Comment • reviews • Nordic Noir • whimsy
The Conservatives are in a mess of their own making, but it is not clear whether they recognise this. The foreign secretary, previously safe in his other role of grassroots darling, but now having to wrestle Jacob Rees-Mogg for the position, is only light relief. The real wreckers – Cameron and Osborne – have long departed the scene without so much as a used pile of £50 notes scattered on the debris.
It was Cameron, of course, who lost control of the debate on Europe, trying and failing to keep his party united. For too many members, Europe and Brexit are the only topics that count. There’s a concentration on a purity of Brexit and an almost shocking uninterest in what country we might seek to build in the years following 2019. These guys came to Manchester to check that they weren’t going to be betrayed by Fiscal Phil Hammond. They whooped their enthusiasm when Andrea Leadsom, in a fringe entitled ‘How to handle Brexit’, asserted that Brexit would be brilliant because it would be a great success because we have universities and a civil service and why won’t people give good news without saying ‘Despite Brexit…’ The crowd lapped it up.
Cameron, too, licensed the Crosbyfication of British politics, setting England against Scotland, city against country, young against old. To Cameron’s credit, he did attempt to attract BAME voters, but though Theresa May’s track record against modern slavery and speaking out against racism is solid, she also attacked the citizens of nowhere and allowed those awful Home Office ‘go home’ vans.
Meanwhile, Brexit gives the Tories far less room to manoeuvre against a Jeremy Corbyn whom they still despise but now also fear. But they have not had to make the case for capitalism for decades and have, frankly, forgotten how to do it.
Osborne gave the Tories a slightly different problem. We’ve said before that he wasn’t much cop as a Chancellor. Just one part of the problem was that he messed about too much in areas like housing – he saw social housing as a breeding ground for Labour voters. (Though by cutting benefits for young working adults he may have created far more Labour voters than he might ever have imagined.) The remaining Osbornites, having cried wolf over Miliband’s so-called Venezuela-style socialism, are too concerned about the hard Brexit so beloved of their colleagues to strike out new ideas for the economy. Instead, the Tories have stolen Miliband’s ideas, such as the dollops of subsidy towards social housing, and moves against markets that don’t work, as in energy. That isn’t universally popular within the Conservative Party – I heard mutterings against the potential lifting of the public sector pay cap and the Spectator has been mightily upset at any moves against the market. There needs to be a big debate. But Brexit is sucking out so much energy that the party can’t even row about the fundamentals of the economy.
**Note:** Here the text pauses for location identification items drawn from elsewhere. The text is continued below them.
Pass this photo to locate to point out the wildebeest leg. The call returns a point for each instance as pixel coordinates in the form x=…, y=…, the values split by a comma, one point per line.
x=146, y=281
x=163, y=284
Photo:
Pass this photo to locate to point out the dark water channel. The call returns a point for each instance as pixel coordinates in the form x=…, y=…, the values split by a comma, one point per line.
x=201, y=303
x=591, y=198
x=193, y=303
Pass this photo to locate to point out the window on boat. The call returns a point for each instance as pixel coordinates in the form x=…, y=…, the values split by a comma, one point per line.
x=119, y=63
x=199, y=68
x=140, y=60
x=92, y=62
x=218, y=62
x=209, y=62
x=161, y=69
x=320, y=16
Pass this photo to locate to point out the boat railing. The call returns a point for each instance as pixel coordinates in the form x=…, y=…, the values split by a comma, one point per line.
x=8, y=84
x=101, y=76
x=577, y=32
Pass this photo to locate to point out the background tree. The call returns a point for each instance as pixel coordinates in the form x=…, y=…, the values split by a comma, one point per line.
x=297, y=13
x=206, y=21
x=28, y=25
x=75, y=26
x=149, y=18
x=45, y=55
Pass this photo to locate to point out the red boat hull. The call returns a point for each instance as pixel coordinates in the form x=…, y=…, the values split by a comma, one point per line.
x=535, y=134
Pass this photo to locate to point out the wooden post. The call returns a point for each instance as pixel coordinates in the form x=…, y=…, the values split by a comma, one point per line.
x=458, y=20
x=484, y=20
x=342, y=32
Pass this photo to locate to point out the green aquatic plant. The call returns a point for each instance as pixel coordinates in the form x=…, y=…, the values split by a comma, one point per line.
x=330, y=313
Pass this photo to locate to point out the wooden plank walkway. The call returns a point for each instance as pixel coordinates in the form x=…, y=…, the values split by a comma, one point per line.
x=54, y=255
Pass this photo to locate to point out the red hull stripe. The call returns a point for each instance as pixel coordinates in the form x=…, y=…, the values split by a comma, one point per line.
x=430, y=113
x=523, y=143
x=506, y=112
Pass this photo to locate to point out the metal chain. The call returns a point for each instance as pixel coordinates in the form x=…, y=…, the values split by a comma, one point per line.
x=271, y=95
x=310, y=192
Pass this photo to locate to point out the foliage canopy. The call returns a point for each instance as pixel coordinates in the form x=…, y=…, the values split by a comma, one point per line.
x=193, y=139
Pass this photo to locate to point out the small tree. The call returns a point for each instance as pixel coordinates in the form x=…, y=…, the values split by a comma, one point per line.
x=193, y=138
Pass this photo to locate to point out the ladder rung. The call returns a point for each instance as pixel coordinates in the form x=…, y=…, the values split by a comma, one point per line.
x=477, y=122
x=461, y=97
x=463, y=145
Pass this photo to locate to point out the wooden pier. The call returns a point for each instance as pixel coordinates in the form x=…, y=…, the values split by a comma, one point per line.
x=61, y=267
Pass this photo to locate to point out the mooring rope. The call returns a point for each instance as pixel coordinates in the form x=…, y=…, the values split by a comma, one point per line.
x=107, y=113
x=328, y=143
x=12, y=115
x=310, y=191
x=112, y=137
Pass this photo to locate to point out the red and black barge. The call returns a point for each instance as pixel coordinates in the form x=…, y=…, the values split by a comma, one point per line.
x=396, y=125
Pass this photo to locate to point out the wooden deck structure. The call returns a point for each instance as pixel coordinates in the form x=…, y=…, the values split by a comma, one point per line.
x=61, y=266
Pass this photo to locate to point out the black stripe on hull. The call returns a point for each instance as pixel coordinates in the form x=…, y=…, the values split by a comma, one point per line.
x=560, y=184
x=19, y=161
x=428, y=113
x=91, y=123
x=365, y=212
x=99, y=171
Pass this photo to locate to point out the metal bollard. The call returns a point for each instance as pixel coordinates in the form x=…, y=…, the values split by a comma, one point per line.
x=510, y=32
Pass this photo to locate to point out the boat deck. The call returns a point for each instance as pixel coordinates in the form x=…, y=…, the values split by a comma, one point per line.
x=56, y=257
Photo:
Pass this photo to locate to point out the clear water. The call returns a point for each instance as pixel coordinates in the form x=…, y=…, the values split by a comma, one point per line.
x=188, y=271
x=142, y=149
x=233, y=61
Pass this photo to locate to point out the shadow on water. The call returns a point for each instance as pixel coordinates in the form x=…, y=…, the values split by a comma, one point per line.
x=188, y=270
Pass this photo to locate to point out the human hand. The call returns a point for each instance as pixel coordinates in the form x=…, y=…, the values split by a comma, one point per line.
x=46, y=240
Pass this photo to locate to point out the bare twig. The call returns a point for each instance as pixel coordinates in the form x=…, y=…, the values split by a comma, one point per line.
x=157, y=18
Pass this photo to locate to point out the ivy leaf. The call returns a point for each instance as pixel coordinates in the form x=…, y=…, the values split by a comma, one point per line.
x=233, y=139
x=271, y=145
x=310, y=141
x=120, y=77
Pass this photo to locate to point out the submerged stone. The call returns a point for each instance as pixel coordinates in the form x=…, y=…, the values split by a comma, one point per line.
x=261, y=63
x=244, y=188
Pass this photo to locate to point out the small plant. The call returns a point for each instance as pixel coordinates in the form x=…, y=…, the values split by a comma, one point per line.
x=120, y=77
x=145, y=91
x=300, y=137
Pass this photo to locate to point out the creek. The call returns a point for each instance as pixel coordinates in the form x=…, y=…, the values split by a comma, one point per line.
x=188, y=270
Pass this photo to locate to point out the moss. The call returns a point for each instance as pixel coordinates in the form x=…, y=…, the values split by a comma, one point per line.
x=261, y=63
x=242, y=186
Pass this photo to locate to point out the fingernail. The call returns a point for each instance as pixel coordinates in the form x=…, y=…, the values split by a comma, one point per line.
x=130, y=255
Boris Johnson has finished the week with his prospects of the premiership at an end, whatever the Telegraph and Spectator may hope. He has been a disastrous foreign secretary, if you assume that the job involves getting other governments on your side. The reaction to his speech this week suggested his limited range has finally been found out. Oddly, had he spent the last month really getting behind the prime minister, and trying to indicate a level of previously-hidden gravitas, he might have ended the conference in a far stronger position.
But whoever is in charge will have to face the fact that the issues of identity that have driven the Brexit debate have extinguished the development of any wider ideas. The Conservatives know something is wrong, but not why. And the evidence of this week in Manchester is that too few of them currently have the analysis, energy and focus to put it right.